Once out Billy started dabbling with acting, however, the filmmakers wouldn’t entertain the idea that he might star in his own story, casting the late Brad Davis instead.“I sort of would have liked to think about it, but they never consider it,” muses Billy. “It would have been too much of a distraction. It was probably just as well because the box had not been opened. I was not ready to deal with the whole emotional swing.”
That box was the one where he kept all his feelings tightly locked down. Into which he had stuffed the trauma of those years.Acting classes eventually became his therapy as the lid was pried off the box so that he might tap into what lay there to feed his performances.
“The acting teacher made me realise all that stuff, that box I had a lid on was my gold as an actor. I would leave his class going ‘I am done with this bullshit. I don’t need this’. He would be screaming ‘You need this like you need the air’. I would have to pull over in my car because the tears were pouring down. The box was open and all this stuff was coming up.”

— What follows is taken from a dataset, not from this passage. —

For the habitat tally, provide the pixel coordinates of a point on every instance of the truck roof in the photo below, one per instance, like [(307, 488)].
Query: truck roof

He now concentrates more on directing theatre and writing, though he still dabbles in acting.“I keep playing all these dark people. I want to send out love and light and have birds landing on my shoulder, maybe one day I’ll get to play that.”He also lectures in college.

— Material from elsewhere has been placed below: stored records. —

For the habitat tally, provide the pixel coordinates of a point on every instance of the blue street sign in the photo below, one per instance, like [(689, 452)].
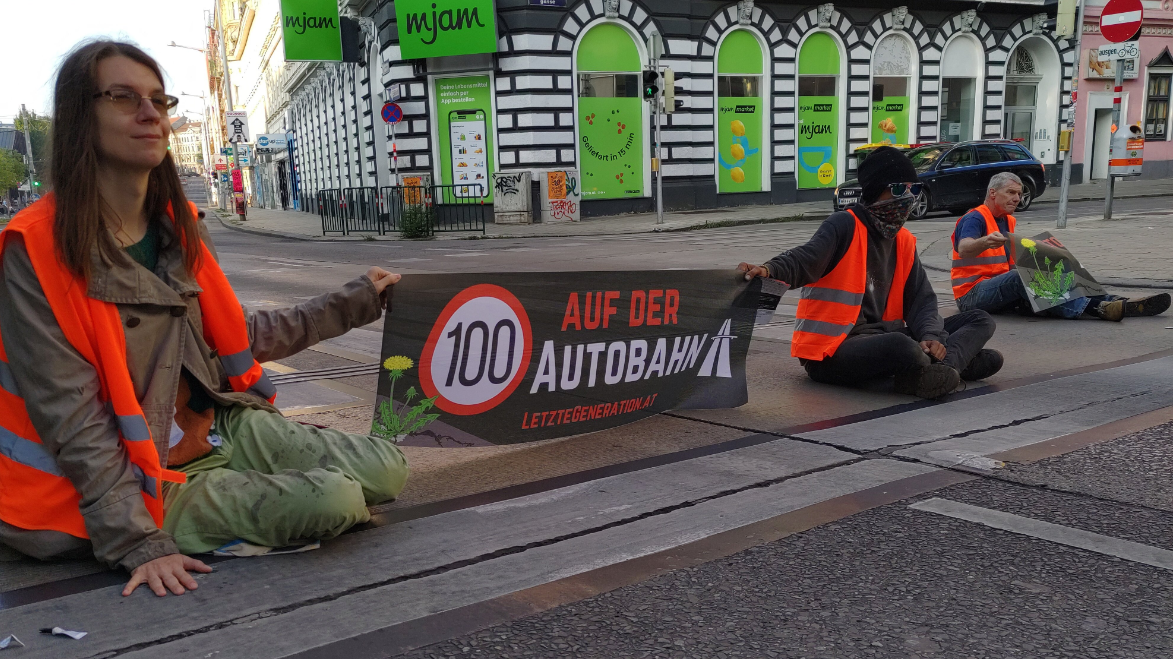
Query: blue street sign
[(392, 113)]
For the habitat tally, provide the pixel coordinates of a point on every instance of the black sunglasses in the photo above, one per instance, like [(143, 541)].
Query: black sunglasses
[(899, 189), (129, 101)]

“My life if nothing else is a cautionary tale. I say ‘If you are this stupid, look what could happen to you’. They get the message – ‘Know what you are doing and take responsibility because actions have consequences’.”**************Tony Clarke, the man behind The Truth, says he wrote the script when he was at his lowest ebb, left devastated after his wife Gail had died following a battle against cancer.
“My oldest son Ben sat me down and said ‘Dad, you write the best stuff you have ever written when you are on the floor. Go upstairs and write The Truth’,” says Tony, 60. The Truth is about a mysterious figure who is put into a mental hospital after he claims to be from space. While he is in there revelations start to unfold as the authorities try to discover if he is what he claims to be or something more earthbound and dangerous.“I got the idea probably as early as the mid-90s. I started to pitch the story in LA.
It was the year before K-Pax (starring Kevin Spacey) came out and someone said to me ‘here is a movie with a very similar premise’. I was really kind of choked up about it.” He is funding the film privately with stars pulled from round the Midlands including Yasmin Murphy, a former child actress who appeared in the movie Fragile alongside Calista Flockheart, Simon Marriott and Laurence Saunders, a popular villain from Doctors.
The three women who make up Black Country act the Fizzogs have also been given rare dramatic roles.It is currently being filmed around Earlswood Lakes and Wednesbury and Tony hopes to have it “in the can” by June with plans to take it to festivals. It is already attracting interest from distributors.“I wrote The Truth as something to help me get through the darkest period of my life,” he says.
“But I got such a fantastic response from people in the industry, it has taken on a life of its own.“I have written this script that everybody seems to love. It is their support of that which has made me feel worthy again.”